Bitsie/Lois is 39, while her sons on the show will be high school freshmen (14/15). That means Lois likely had them when she was 25. Now that is typical for plenty of women, but not Lois Lane. Lois is usually working at the Daily Planet a few years before Clark arrives, and it usually takes them at least a few additional years to get serious enough to get married. Both of them struggle not only with what it means to be intimate and trust because of past emotional issues, but also with balancing their personal lives with their dedication to the "never ending battle," so to speak.
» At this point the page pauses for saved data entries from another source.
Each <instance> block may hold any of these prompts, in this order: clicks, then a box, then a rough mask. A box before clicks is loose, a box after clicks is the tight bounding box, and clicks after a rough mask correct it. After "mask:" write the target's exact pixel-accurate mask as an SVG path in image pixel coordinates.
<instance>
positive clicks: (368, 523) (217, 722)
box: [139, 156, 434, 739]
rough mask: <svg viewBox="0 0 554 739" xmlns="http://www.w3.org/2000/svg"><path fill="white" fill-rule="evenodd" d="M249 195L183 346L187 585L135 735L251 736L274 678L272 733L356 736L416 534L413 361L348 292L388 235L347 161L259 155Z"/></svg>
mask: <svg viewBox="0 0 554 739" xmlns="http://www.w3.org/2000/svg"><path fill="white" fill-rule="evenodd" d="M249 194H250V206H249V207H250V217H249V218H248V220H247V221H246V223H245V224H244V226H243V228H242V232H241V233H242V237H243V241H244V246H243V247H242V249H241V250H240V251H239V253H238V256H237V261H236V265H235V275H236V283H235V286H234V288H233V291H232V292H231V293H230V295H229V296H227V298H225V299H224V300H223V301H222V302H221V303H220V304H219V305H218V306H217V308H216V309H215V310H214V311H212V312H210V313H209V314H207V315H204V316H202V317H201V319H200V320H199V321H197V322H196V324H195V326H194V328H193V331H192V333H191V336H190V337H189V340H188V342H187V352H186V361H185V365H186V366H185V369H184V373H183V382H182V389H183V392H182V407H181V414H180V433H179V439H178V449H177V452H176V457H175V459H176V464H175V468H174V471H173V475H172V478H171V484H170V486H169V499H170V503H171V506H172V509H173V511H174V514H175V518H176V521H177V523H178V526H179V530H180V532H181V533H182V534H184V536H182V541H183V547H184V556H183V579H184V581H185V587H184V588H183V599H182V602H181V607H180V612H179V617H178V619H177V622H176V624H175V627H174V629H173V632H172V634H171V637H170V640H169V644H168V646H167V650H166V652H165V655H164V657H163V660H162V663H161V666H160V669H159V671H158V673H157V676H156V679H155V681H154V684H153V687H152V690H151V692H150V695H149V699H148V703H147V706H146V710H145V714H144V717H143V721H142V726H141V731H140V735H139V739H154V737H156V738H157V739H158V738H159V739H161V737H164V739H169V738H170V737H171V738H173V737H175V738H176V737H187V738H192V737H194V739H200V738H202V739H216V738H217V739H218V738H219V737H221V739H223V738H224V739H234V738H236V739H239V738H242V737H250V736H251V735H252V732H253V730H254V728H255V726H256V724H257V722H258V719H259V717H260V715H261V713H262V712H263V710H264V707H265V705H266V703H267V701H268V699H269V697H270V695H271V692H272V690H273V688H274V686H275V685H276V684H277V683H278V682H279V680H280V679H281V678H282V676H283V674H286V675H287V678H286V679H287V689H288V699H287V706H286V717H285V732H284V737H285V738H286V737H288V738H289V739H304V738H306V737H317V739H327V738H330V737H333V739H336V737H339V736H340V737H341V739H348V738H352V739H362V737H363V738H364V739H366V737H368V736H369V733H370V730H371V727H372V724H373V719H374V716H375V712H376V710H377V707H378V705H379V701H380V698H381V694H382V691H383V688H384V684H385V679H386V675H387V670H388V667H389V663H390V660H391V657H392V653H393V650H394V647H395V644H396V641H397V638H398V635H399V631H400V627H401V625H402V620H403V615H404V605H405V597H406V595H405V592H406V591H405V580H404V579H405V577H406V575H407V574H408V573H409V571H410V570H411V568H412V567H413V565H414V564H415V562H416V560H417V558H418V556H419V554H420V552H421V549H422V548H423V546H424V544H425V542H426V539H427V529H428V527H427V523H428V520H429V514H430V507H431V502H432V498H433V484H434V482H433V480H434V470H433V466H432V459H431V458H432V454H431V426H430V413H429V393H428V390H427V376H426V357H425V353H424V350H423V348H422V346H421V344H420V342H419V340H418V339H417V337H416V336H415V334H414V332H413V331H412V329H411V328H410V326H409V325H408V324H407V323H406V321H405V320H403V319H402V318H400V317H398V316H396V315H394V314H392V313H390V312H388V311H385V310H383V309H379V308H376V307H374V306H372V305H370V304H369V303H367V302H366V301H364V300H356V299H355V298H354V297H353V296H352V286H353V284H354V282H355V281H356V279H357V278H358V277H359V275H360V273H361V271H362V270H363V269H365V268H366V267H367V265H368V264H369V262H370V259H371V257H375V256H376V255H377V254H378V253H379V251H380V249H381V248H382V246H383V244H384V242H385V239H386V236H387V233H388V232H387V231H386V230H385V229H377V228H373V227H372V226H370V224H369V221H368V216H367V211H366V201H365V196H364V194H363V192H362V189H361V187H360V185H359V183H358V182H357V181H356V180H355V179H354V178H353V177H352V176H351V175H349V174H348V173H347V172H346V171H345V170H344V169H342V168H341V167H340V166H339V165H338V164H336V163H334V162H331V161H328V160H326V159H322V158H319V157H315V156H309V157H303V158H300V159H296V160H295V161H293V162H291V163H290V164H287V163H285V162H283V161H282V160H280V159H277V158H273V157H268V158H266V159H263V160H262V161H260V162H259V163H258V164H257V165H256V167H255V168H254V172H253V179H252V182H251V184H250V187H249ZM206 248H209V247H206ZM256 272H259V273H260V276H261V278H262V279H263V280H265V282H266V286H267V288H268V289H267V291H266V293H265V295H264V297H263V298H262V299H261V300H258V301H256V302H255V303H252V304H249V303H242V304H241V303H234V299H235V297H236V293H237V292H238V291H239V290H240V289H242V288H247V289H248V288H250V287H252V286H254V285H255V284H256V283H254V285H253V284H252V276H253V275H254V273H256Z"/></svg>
If she and Clark had the boys at the ages suggested, all of that talk from Clark to Kara in his first appearance about how hard it was to figure out a balance between the two sides of his identity (and that's when he was only just dating Lois after years of knowing her) is gone and replaced by someone who actually got his act together with relative ease. It also places Lois as a young mother having to take care of two young children—one of whom (Jordan) the pilot tells us was troubled and difficult—while in the prime of her career when she's usually reporting on crime or from war zones. The pilot also suggests Clark kind of left her to it ("Lois...took over...while I made the world a little safer....").
It also means that he wasn't some bachelor who was still figuring things out when Kara arrived. If Kal was in his 20s when Kara arrived on Earth, Kara became Supergirl roughly 10 years later, and the twins are in their teens, that means that Kal was already a father when Kara arrived. Instead of being dumped with the Danvers, she could have easily become part of his family and helped raise his sons, as she would have done for him had he still been a baby like she had been expecting. Moreover, if one is to take the Argo location for the conception and birth of the boys, then one is left wondering how, without it, Lois and Clark were even able to have children.
In short, the ages work in a general or abstract sense, but the way they compress the timeline for these characters isn't ideal. To me, it doesn't resonate with how these characters are typically developed in the broader Superman mythos.